Secret sparrow by Jackie French
Jackie French AM, an acclaimed Australian author, was Australian Children' Laureate in 2014-15. As a teacher and Librarian, this writer has tended to recommend Jackie French for primary and middle school classroom teachers when they are selecting novels to enhance the teaching of history. French's historical fiction brings to life the periods of time that students learn about as they can immerse themselves, through the eyes of the protagonists, into different historical periods. Likewise when students come looking for a good read, this writer has tended to point out the Jackie French section in the library, as anything by French (who writes prolifically and across the genres) is bound to be good!
Secret sparrow is a thought-provoking book based on the undocumented work of young girls and women in WW1 as signallers in France. Such was the shame of the British army about its use of young women during WW1, that they destroyed all documents pertaining to such. As French is an historian, she unearthed references in poems, letters and information from an Irish historian with access to the archives of the Irish Postal Workers Union which had ignored the order to destroy all reference to the WW1 work of these women. Hence Secret sparrow is based on the truth and dedicated to "all the Jean McLains."
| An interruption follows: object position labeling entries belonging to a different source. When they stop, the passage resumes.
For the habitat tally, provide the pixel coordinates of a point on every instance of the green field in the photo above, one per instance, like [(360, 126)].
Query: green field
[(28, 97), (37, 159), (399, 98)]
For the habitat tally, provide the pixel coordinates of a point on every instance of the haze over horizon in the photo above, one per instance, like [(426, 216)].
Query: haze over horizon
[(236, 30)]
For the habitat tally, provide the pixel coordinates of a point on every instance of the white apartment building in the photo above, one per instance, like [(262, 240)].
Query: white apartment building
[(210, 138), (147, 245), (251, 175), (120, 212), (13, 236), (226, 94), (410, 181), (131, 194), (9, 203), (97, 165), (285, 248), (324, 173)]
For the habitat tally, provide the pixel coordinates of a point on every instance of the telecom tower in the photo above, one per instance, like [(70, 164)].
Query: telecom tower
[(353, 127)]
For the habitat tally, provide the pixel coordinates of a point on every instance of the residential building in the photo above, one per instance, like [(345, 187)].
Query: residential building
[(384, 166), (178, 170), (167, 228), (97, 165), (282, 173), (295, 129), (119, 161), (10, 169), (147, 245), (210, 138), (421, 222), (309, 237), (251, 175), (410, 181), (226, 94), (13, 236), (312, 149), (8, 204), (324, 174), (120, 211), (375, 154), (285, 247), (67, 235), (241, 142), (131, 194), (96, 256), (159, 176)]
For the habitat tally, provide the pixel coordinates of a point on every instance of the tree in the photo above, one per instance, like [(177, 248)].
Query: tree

Positioning herself as third person narrator, French tells the story of Jean McLain's life with each chapter entitled with its own location and time setting. The story begins in 1978 in rural Burrangong, NSW, with a young boy called Arjun racing to outrun a flood. Jean McLain, our WW1 signaller, now an old lady, rescues Arjun and they endure a life-threatening night submerged in rising, freezing cold floodwaters. In order to sustain the will to survive, Jean tells her story - an excellent authorial contrivance. The following chapter flashes back to Jean's early life as a 16-year-old post-office assistant living in idyllic, rural Butterwood, England in 1917 and her recruitment as a signaller in France as a "21 year-old" to replace male signallers who had been killed. The narrative flashes back and forth from the night of survival in 1978 Burrangong to the trenches of 1917 Rouen and Cambrai and elsewhere/somewhere in France.
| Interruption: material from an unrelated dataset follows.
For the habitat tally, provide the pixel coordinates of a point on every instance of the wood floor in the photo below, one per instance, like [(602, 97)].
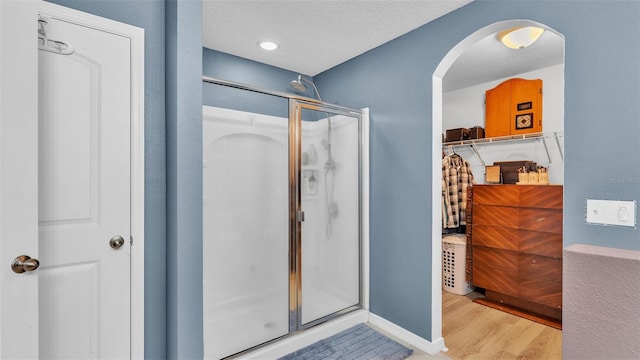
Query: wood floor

The bravery and loyalty of Jean and the soldiers in the trenches is depicted along with the horror of WW1 trench warfare. Woven into this story of adventure and heroism is a love story.
The gradual excavation of the crucial role that women signallers played on the front line in army signal units on the Western Front has been further developed by French in Secret sparrow. French describes in an author's note at the end of the book, the difficulty of finding any information about their work. Being described as "postal workers" the army did not have to give any compensation to these women for permanent incapacitations as a result of their war work. The fact that women did this dangerous work on the front was never made public and they received no commendations or pensions.
Secret Sparrow opens up to the reader the fact of female work on the Western front in WW1 and the crucial role of army communication in war time - both aspects which, as a focus of war documentaries and literature, have been overlooked. The unknown Frontline coder (a sub title) indicates the raison d'etre for Secret Sparrow.
An interesting and accessible read, Secret Sparrow opens up another previously unstudied perspective on WW1.
Themes: WW1, Signallers in France, Women's war work, Loyalty.